Returning to Reality
Well, let's at least start pages 41-50. I learned the word amniocentesis and all amnio-related words when my first child was born in 1982. Moving on. Amole, with accent on the penult [look it up if it isn't clear!] comes right after amok, but means "a plant part possessing detergent properties." If someone is amort, s/he is at the point of death. It probably derived from a la mort meaning "to the death" or "at the point of death" but I am sure that they got rid of the "a la" so people wouldn't think it had anything to do with apple pie and ice cream. A favorite rhetorical term of mine comes next, and even though I know how to spell it, I look for any excuse to use it. It is amphibology and it means, literally, "speaking in two ways." An amphibology is a statement that is ambiguous or can be taken in two ways. The example given in the Collegiate is a great one: "Nothing is good enough for you." Try that on for size and decide if you want to use it.
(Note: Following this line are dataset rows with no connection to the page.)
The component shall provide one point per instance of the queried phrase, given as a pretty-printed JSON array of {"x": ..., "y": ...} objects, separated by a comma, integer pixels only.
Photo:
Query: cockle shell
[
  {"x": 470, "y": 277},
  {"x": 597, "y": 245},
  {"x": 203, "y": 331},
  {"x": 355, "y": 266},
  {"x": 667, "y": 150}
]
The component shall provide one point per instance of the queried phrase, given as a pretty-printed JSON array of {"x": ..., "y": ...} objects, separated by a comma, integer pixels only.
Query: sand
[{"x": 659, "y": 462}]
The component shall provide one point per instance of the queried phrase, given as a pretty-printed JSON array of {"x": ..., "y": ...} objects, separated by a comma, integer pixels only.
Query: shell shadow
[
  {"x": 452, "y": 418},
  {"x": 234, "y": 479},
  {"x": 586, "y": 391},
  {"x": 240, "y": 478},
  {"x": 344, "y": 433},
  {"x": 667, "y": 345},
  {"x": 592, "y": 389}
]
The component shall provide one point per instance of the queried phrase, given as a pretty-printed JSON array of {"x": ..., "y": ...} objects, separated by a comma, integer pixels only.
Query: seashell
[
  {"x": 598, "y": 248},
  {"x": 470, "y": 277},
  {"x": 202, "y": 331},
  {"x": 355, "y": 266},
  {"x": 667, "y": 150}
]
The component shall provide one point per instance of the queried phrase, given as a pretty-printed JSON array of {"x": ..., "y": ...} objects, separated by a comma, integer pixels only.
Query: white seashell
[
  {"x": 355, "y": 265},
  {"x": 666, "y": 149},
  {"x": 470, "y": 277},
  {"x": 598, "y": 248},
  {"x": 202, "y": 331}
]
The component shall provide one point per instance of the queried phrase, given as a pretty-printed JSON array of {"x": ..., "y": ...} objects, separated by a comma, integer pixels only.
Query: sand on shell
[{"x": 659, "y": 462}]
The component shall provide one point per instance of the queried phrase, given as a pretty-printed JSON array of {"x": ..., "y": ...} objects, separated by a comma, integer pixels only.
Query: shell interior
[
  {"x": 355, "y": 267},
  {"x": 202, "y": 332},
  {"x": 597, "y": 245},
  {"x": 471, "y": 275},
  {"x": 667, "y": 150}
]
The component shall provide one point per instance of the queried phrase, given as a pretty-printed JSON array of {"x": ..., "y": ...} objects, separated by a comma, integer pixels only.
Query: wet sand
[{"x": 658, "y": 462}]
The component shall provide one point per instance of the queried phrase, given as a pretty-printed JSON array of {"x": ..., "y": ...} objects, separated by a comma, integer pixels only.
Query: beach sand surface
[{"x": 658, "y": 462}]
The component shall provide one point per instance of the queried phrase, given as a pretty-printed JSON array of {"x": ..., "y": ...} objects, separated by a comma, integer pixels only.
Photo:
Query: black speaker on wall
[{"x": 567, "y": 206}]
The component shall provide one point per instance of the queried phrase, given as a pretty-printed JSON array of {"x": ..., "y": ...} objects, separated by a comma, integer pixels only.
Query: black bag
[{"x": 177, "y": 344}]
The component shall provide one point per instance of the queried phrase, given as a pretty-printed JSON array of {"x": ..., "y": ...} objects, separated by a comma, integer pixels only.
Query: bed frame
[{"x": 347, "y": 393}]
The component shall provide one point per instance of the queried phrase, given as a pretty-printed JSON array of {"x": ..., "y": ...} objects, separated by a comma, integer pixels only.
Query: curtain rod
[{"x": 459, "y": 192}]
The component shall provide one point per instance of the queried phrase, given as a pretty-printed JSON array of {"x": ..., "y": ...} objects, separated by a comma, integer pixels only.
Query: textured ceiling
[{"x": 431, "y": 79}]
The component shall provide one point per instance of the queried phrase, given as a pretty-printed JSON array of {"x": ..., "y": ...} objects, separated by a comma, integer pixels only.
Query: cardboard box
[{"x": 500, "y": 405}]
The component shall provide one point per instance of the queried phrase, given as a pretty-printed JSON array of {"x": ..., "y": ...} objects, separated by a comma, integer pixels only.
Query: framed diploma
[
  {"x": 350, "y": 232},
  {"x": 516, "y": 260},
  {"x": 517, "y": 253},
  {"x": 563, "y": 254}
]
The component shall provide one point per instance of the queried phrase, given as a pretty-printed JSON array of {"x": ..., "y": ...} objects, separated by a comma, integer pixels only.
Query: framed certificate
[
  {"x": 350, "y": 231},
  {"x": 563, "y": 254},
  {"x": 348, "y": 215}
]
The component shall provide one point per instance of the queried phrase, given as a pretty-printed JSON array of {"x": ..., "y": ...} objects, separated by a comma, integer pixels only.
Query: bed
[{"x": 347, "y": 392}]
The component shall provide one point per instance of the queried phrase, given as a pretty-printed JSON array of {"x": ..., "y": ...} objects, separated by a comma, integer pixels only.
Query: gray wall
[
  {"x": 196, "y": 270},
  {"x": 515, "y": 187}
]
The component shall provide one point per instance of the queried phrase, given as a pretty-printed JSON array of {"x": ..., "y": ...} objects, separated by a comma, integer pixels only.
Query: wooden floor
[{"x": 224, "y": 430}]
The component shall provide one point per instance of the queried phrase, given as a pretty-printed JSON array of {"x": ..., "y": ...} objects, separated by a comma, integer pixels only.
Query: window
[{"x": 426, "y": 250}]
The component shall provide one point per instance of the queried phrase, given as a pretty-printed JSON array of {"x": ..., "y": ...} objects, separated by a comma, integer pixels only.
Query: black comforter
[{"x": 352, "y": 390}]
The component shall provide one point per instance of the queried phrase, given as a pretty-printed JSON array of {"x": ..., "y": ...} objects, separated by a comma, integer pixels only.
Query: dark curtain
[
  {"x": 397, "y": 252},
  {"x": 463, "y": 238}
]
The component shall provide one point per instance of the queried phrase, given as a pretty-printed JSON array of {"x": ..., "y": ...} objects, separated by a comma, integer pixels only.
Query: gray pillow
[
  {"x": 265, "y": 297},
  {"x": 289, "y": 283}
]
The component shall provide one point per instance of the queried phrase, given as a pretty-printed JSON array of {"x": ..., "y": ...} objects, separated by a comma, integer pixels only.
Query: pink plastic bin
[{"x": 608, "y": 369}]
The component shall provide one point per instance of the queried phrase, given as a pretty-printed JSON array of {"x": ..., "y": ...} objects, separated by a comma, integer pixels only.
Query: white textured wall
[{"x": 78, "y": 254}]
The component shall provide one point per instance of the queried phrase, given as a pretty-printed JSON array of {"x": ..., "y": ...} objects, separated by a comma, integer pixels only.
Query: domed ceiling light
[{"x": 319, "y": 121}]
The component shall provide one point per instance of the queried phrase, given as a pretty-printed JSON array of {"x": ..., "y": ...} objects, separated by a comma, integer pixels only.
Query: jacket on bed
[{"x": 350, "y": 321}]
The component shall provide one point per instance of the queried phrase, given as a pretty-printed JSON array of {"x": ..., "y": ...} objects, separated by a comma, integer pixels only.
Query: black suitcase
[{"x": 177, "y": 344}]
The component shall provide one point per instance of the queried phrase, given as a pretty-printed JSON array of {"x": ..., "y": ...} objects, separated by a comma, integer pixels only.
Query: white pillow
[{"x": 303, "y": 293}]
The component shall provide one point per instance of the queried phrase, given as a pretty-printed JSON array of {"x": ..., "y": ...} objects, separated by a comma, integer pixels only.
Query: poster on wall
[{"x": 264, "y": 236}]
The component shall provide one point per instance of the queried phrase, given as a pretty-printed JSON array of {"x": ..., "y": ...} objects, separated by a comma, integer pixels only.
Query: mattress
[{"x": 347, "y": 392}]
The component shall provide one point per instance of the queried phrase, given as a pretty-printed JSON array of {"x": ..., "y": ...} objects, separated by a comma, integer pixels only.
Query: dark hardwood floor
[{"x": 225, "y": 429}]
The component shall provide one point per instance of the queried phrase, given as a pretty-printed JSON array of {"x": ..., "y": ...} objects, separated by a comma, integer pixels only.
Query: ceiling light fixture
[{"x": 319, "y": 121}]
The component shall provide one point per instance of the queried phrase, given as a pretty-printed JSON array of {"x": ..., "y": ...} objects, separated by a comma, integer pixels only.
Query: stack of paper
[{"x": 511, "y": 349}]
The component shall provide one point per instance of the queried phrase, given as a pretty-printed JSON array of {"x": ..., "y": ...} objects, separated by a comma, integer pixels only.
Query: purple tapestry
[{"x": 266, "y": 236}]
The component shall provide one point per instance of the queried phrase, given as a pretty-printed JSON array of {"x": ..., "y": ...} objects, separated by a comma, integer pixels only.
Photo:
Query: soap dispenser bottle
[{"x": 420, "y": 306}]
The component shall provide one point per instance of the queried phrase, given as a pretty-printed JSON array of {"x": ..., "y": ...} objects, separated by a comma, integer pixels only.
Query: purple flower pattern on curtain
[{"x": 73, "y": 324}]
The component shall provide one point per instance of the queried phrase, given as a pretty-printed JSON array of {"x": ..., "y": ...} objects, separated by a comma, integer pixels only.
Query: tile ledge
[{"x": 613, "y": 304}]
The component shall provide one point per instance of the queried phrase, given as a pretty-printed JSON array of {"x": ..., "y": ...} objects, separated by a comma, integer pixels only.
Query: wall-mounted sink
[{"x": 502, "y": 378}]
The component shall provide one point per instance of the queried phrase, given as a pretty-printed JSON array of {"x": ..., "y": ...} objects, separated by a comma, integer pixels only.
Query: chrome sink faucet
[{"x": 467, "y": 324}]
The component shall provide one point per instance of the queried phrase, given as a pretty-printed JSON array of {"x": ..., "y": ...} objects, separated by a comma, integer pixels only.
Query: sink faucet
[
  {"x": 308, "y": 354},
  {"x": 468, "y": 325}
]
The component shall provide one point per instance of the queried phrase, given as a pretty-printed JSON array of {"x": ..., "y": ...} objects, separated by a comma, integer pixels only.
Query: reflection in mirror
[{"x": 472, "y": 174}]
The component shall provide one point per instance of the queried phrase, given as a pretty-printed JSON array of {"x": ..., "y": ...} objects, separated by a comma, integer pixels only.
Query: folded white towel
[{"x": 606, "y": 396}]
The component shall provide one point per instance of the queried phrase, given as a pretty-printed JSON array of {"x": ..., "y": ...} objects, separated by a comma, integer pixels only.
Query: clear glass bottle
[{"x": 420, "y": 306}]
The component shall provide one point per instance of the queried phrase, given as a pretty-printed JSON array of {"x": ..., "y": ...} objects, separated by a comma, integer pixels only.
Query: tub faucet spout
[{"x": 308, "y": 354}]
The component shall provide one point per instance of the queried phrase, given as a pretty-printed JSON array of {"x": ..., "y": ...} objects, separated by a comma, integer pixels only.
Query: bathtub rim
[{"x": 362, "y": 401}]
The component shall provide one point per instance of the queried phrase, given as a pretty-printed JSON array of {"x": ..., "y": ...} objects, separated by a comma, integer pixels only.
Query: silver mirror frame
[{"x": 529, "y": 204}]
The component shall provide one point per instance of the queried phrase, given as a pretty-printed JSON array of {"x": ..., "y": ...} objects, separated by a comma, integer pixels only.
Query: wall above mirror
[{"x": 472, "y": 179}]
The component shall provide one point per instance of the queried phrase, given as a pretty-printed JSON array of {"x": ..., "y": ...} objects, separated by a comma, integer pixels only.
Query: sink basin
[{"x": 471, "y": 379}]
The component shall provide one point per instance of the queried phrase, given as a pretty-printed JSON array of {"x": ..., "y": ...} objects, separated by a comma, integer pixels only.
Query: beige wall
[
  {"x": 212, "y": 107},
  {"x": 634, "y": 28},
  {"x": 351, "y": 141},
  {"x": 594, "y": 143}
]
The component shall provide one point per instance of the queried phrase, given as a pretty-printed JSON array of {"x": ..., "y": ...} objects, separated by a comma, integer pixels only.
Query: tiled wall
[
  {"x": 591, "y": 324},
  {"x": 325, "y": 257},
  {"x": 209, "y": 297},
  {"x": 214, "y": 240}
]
As I was going on in pages 41-50, it dawned on me that there were lots of characters from Greek mythology who appeared not only in those pages but also in the "A's" generally. I ran into Alpheus and Arethusa, Alcmene and Amphitryon, Alcestis and Admetus and, in these pages, Amphion. I used to know all the stories of these people "cold," but since I spent my youth from age 18-23 memorizing the Bible, I completely forgot some of the more obscure Greek myths. Thus, it has been a struggle for these stories to "flow" for me. Mention Ahimaaz or Nabal and I will give you chapter and verse and everything you ever wanted to know (or not) about them, but I seem to have to look up the stories of these Greek characters after I have already learned them three or four times. Frustrating, but maybe someday they will be as firmly fixed as the biblical stories.
So, then we have amphiprostyle, a word that plunged me back into ancient Greek architectural terms. I ended up spending several minutes "refreshing" myself on the difference between peristyles and adytons and cellas and various kinds of columnar formations around a temple. Amphiprostyle is defined as having columns at both ends only. Thus, a single row of columns at the front and back of the porch, but none on the sides.
Let's finish with a really attractive word: amphisbaena, meaning to come or go at both ends, and it refers to a "fabulous venomous serpent supposed to have a head at each end and to be able to move in either direction." Milton even mentions the term in Paradise Lost, where he dilates on "Complicated monsters head and tail,/ Scorpion, and asp and amphisbaena dire.." The amphisbaena is supposed to be scary because it can bite you from both ends. Alexander Pope wrote, "Thus Amphisbaena (I have read) At either end assails; None knows which leads, or which is led, For both Heads are but Tails." So if you had said to such a creature, "Heads you win, Tails I lose," you probably would have been right.
Oops. Out of space, and still only beginning 41-50. I can tell this will be a long day.